Hello, i would require some math help.
I would like to calculate the 5 position of the pyramid on the GPU side.
What data is available?
Origin, Direction, Angle, Range
That should be enough i hope.
Point=Origin; (Did that myself
But i cant figure out how to get the other 4 points.
So it’s not really a point light but some kind of spot light?
Edit: a picture might save a lot of confusion.
Faster then i was able to edit the title
Yeah its a spot light…
Going to draw…
If I get what I think you are asking for… the rough algorithm might go like this:
vec3 left = cross(dir, vec3(0,1,0));
vec3 up = cross(left, dir);
float project = sin(angle);
vec3 upperLeft = left * project + up * project;
...continue for other corners.
I could have the cross products flipped, I frequently do that… I can never remember if we are right handed or left handed until I try it.
Edit: note a spot light pointing directly up (or close) will have to be handled special. And you have to normalize the left and up vectors.
Edit2: and I left out the range projection along the dir vector and you will need to multiply project by that, too. Scale up the triangle.
upperLeft = dir * range + left * project * range + up * project * range;
Again faster then i can draw a damn image
Let me know if you need me to explain why/how what I wrote should work… I can try.
I try to understand whats going on first. But some lecture is always nice
If you imagine you are staring down the direction vector then the pyramids far quad will extend left, right, up, down along vectors perpendicular to that direction vector.
A cross product between the “pure up” vec3(0,1,0) and the direction vector will give you the perpendicular side vector when normalized. If you’ve got the order of the cross product right then it will be pointing left.
A cross product between that vector and the direction vector will give you the relative up vector. Note: technically you now have a 3D rotation matrix, by the way.
At any rate, you now have the three axes or rotation for your pyramid’s space.
p = direction * range will give you the center of your blue “tee”.
From there you want to go out based on your angle… that will be the sine * range since range is essentially the scale of your triangle.
p += left * sine * range will give you the point where the blue line intersects the black between “1” and “2” in your drawing.
p += up * sine * range will give you point “1”
I called “sine” “project” in my original because you are using it to project down the vectors.
Edit: note that if you made a matrix from left, up, dir then the above is equivalent of a matrix mult with vec3(sin * range, sin * range, range)
Too much work… Why not just precompute the pyramid vertices and then just multiply it by a rotation matrix? This is for the lighting geometry generator right?
I wanted to go the same route as i did with the point lights, and for that i have to calculate the vertices in the vertex shader
Based on the shader you showed me, you just transform a constant uniform vec4 array by the WorldViewProjectionMatrix, so can’t you just set the transform of the spot light and get thus get the transformed points for free?
Works good with a pointlight since it always has the same shape, a spotlight however can have a varying angle.
Still, in its own space the corners are well defined (sin, sin, 1).
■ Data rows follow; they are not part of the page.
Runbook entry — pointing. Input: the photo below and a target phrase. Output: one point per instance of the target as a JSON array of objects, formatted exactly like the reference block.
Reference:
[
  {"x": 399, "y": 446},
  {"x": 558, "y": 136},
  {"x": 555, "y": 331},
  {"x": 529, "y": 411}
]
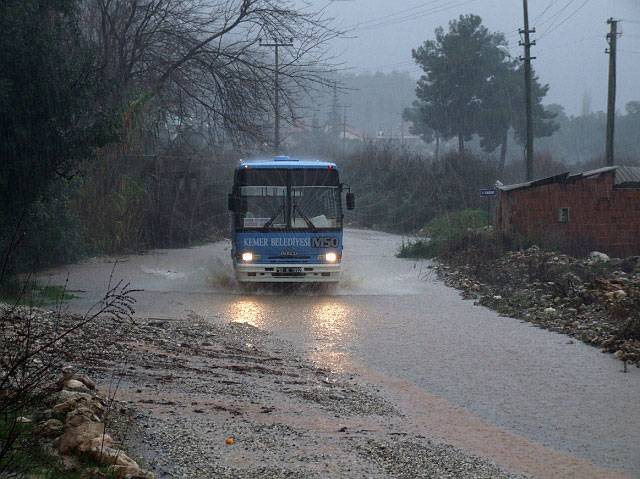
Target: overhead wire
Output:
[
  {"x": 554, "y": 26},
  {"x": 399, "y": 20},
  {"x": 395, "y": 14}
]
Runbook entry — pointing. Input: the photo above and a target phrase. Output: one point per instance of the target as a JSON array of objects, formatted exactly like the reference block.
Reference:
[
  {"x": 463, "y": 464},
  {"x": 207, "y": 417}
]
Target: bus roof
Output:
[{"x": 285, "y": 162}]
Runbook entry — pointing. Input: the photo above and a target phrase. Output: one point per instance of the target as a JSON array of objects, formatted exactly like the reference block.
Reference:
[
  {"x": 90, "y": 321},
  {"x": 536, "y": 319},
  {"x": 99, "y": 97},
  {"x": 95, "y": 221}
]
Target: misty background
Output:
[{"x": 570, "y": 40}]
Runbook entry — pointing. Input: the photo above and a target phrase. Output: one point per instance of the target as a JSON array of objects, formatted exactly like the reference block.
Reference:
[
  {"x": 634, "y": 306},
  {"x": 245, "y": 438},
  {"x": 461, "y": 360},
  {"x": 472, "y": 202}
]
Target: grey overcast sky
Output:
[{"x": 570, "y": 39}]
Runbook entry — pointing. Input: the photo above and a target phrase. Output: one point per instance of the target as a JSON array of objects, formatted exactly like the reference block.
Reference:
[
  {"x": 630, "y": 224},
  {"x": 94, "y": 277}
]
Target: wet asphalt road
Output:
[{"x": 393, "y": 316}]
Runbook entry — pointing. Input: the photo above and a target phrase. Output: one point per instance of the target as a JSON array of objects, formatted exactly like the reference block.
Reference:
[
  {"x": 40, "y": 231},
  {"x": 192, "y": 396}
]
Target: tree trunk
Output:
[{"x": 503, "y": 150}]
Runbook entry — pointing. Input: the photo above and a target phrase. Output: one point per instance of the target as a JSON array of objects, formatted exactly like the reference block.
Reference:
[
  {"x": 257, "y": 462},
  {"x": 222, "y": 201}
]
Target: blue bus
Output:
[{"x": 287, "y": 220}]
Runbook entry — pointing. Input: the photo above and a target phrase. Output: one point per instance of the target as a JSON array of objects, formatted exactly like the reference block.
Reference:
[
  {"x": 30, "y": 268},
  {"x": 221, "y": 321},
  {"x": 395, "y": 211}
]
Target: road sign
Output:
[{"x": 488, "y": 192}]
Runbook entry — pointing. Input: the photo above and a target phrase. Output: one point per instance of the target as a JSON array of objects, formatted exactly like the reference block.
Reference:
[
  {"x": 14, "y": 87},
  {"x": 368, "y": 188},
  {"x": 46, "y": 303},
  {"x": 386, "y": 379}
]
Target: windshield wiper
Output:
[
  {"x": 305, "y": 217},
  {"x": 272, "y": 219}
]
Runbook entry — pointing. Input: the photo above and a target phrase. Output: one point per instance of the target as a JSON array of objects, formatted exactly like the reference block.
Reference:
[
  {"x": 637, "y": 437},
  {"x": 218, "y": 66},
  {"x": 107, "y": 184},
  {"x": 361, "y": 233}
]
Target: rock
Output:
[
  {"x": 75, "y": 385},
  {"x": 65, "y": 395},
  {"x": 67, "y": 373},
  {"x": 130, "y": 472},
  {"x": 87, "y": 381},
  {"x": 51, "y": 428},
  {"x": 620, "y": 294},
  {"x": 72, "y": 403},
  {"x": 79, "y": 429},
  {"x": 597, "y": 257},
  {"x": 111, "y": 457},
  {"x": 99, "y": 442}
]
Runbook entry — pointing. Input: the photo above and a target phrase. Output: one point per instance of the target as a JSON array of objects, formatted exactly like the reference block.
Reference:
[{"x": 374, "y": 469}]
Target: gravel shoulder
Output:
[
  {"x": 233, "y": 401},
  {"x": 595, "y": 300}
]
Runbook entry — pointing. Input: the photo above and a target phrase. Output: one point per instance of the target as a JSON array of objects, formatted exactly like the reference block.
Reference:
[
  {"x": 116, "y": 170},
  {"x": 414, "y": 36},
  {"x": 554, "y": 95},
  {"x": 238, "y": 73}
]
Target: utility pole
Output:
[
  {"x": 276, "y": 97},
  {"x": 344, "y": 132},
  {"x": 612, "y": 38},
  {"x": 527, "y": 44}
]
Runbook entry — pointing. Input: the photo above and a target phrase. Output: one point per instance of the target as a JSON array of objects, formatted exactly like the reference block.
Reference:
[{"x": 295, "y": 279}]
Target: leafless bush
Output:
[
  {"x": 34, "y": 345},
  {"x": 200, "y": 63}
]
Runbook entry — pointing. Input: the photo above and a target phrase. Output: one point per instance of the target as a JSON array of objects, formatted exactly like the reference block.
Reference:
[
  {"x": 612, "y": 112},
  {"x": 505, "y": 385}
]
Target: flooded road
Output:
[{"x": 394, "y": 323}]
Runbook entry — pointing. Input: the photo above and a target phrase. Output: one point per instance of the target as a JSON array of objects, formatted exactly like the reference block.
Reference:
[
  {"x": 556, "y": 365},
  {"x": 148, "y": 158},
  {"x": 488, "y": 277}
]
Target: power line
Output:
[
  {"x": 554, "y": 17},
  {"x": 555, "y": 26},
  {"x": 408, "y": 18},
  {"x": 391, "y": 15},
  {"x": 539, "y": 17}
]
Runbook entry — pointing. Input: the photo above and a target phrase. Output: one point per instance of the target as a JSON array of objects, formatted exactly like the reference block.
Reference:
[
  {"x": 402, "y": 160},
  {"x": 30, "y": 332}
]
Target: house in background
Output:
[{"x": 597, "y": 210}]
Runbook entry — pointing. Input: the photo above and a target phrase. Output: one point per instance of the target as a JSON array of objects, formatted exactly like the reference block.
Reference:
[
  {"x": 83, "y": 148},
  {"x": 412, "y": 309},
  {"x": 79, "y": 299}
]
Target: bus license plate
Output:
[{"x": 288, "y": 270}]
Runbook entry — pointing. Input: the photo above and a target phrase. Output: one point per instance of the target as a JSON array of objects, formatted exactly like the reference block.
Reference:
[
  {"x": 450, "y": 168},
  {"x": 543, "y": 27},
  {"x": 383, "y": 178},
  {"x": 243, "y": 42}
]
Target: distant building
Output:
[{"x": 580, "y": 212}]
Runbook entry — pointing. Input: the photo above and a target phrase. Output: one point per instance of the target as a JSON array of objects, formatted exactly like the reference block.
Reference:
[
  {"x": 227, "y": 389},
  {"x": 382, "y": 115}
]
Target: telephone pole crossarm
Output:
[
  {"x": 527, "y": 44},
  {"x": 612, "y": 39}
]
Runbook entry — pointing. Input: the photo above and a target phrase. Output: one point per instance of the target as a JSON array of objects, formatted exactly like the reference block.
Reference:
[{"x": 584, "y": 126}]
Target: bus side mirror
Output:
[
  {"x": 351, "y": 201},
  {"x": 236, "y": 204}
]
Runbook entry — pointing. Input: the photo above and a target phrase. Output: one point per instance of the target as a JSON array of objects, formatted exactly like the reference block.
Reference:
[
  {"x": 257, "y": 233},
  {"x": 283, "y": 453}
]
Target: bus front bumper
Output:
[{"x": 287, "y": 273}]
If you multiplied that by its matrix you get the same thing I described above.
If you can pass the sin of the angle instead of the angle then you even avoid the sin() call in the shader.
thanks, looking good.
Got it even working without branching.
uniform mat4 g_WorldViewProjectionMatrix;
out vec4 lightColorInnerAngle;
uniform vec4 m_spotLightPositionAngle;
uniform vec4 m_spotLightDirectionRange;
uniform vec4 m_spotLightColorInnerAngle;
const float offsetMod=float(0,1,1,1,1);
const vec3 upMod=vec3(vec3(0),vec3(1),vec3(0),vec3(-1),vec3(0));
const vec3 leftMod=vec3(vec3(0),vec3(0),vec3(1),vec3(0),vec3(-1));
Well, what is the world view projection matrix in this case. You could be doing a lot more work than required if it’s already oriented to the direction vector.
Then you could remove most of that code.
Sorry, don’t get it. At most i might be able to skip the World*, since i already am in worldspace. But don’t see a way to skip ViewProjection. But then its also late and my head is near to exploding.
If you have time you could also give me a hint on my last bug. (at least the last easily seeable)
While it works for like 70% of the random pointlights. The other 30% would require an inverted value.
I am like 99% sure it is this line:
float angleFallof = 1-clamp((currAngleCos-outerAngleCos)/(innerAngleCos-outerAngleCos), 0.0, 1.0);
full shader if it helps
What I mean is that if g_WorldViewProjectionMatrix was already oriented to the pyramid then you don’t need all of the other stuff. A corner is just g_WorldViewProjectionMatrix * vec3(sin, sin, 1);
Can you explain what the bug is? I wasn’t sure what I was looking at in the picture.
In case it matters, my treatise on the relationship between a rotation matrix and its coordinate axes:
First let me sweep Quaternions under the rug. They are magic. They are wonderful. They are inscrutable.
So let’s forget about them.
The beauty of the transformation matrix is that you can look at it and see what is going on. I will show you how… but first I will digress a little. I’m going to try to explain why so that maybe it’s easier to remember and confirm.
Sorry if any of this is review.
A unit vector represents direction. We say that because it is easy…
Fixed that bug.
Have your transform idea on the todo list.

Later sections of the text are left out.